In the best-case scenario, firms investing in AI could see substantial revenue increases. But even if certain companies don’t generate large amounts of AI revenue, their investments may protect them from competition, while those that fail to invest risk becoming obsolete. In such cases, heavy AI capex and R&D spending are seen as worthwhile, even if the payoff is more implicit than explicit.
Nvidia’s Fair Value Estimate
Nvidia currently holds a 3-star rating, with its stock considered fairly valued based on a long-term fair value estimate of $105 per share. This suggests an equity value of approximately $2.5 trillion, with a fiscal 2025 price-to-earnings ratio of 37 times and a forward price-to-earnings ratio of 27 times for fiscal 2026.
Nvidia’s future stock performance will largely depend on its success in the data center (DC) and AI GPU markets. The company’s DC business has already experienced rapid growth, expanding from $3 billion in fiscal 2020 to $15 billion in fiscal 2023, and more than tripling to $47.5 billion in fiscal 2024. Despite ongoing supply constraints, Nvidia is expected to continue increasing its revenue through fiscal 2025 as more supply becomes available.

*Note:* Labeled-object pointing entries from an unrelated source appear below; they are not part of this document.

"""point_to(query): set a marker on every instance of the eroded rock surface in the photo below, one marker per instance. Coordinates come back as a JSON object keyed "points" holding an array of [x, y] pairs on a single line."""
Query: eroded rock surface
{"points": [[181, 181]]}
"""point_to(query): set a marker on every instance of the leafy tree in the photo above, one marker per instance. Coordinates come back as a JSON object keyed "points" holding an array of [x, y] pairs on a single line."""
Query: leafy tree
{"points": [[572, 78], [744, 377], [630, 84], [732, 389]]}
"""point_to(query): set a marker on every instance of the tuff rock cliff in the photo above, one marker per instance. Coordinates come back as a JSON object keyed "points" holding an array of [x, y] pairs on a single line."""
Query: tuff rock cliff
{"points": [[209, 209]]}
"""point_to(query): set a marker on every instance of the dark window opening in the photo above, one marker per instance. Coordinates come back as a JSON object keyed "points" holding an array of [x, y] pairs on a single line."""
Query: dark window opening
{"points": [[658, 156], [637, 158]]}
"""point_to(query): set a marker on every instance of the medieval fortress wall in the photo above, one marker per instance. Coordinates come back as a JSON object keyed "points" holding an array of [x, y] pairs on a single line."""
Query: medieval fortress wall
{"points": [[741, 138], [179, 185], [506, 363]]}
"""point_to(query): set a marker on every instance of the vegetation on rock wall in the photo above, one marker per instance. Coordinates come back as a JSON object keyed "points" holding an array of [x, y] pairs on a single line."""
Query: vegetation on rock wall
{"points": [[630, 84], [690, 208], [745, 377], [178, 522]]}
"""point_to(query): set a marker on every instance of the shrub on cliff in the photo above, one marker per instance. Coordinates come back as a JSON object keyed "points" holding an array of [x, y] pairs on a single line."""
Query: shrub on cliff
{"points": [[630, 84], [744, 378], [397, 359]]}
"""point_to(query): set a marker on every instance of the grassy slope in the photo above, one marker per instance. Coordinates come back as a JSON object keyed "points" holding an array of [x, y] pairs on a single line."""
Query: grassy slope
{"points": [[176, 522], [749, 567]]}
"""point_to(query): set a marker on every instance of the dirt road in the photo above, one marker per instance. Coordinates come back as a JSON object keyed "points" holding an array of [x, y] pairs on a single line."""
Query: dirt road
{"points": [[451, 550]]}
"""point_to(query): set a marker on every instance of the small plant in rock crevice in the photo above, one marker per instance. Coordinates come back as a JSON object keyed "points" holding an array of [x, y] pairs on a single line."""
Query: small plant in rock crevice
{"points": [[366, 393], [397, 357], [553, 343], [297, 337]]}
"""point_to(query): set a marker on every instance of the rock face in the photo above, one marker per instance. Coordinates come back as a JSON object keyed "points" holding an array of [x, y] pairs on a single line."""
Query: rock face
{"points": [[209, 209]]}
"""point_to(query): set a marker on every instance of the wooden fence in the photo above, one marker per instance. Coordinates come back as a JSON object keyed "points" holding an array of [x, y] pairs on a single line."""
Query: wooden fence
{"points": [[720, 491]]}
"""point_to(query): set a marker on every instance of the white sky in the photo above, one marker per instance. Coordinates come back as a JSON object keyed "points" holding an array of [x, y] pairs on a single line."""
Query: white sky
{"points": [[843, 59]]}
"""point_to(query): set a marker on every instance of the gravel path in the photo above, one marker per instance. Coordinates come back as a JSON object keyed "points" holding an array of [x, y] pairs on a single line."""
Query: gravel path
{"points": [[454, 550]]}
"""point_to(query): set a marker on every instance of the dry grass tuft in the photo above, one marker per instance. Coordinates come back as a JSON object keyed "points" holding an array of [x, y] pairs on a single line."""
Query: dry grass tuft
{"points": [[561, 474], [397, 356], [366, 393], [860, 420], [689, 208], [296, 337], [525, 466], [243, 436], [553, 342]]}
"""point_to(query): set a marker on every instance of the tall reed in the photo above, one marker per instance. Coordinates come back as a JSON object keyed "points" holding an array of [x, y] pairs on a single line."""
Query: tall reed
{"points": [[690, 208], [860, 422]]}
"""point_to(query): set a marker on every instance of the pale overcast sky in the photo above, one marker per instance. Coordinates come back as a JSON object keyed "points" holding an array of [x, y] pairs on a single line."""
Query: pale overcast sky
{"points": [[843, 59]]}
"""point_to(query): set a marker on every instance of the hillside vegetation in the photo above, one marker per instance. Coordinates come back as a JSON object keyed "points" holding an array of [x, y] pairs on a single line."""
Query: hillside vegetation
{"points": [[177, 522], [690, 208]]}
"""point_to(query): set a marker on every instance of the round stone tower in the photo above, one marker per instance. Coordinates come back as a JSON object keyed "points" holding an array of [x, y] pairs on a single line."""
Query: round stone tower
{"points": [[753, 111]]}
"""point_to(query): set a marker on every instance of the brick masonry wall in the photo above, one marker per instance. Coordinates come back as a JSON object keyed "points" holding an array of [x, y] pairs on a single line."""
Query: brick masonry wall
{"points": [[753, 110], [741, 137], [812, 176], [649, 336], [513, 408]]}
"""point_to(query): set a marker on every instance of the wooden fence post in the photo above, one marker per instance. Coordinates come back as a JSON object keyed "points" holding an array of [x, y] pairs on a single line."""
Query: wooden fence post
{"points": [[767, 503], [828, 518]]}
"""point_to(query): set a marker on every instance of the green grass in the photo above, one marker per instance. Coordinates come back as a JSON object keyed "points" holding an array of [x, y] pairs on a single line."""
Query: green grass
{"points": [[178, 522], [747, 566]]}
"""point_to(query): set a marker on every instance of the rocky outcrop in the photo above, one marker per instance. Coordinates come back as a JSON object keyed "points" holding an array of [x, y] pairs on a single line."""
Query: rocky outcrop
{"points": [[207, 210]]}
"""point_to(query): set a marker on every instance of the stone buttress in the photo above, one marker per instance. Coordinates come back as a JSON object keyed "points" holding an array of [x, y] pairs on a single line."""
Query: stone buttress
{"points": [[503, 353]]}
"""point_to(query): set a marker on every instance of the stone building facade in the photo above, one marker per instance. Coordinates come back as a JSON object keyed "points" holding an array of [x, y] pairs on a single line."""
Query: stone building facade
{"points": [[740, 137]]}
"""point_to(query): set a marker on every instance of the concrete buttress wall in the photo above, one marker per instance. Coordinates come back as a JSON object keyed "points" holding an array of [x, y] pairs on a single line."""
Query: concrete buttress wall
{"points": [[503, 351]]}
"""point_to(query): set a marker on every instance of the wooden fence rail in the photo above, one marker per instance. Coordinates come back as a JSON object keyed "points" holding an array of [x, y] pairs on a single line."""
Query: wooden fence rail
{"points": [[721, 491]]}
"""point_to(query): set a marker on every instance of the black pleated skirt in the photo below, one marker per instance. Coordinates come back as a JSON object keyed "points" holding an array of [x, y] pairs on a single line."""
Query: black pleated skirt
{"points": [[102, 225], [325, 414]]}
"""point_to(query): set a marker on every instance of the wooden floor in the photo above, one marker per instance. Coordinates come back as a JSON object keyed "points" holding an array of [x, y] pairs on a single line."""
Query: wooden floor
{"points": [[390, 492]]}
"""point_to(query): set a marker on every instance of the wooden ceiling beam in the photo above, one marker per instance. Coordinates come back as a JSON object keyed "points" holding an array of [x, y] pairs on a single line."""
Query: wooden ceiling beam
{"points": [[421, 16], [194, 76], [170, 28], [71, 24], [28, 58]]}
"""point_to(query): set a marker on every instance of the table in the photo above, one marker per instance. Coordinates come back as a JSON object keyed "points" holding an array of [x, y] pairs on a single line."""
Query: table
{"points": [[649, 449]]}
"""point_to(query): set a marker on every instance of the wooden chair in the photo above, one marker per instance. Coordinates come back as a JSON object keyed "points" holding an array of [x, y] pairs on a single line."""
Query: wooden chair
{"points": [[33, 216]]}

Looking ahead, Nvidia is projected to see a 133% increase in DC revenue in fiscal 2025, reaching $111 billion. Over the next three years, the company is expected to achieve a 23% compound annual growth rate, fueled by continued investments in data centers by leading enterprise and cloud computing customers. Although Nvidia may experience a temporary slowdown in AI demand or an inventory correction in the medium term, the company’s average annual DC growth rate is expected to stabilize at 10% as AI technology matures.
This combination of exponential growth and strategic investment positions Nvidia to remain a dominant force in the AI and data center markets, with strong potential for sustained revenue growth in the years ahead.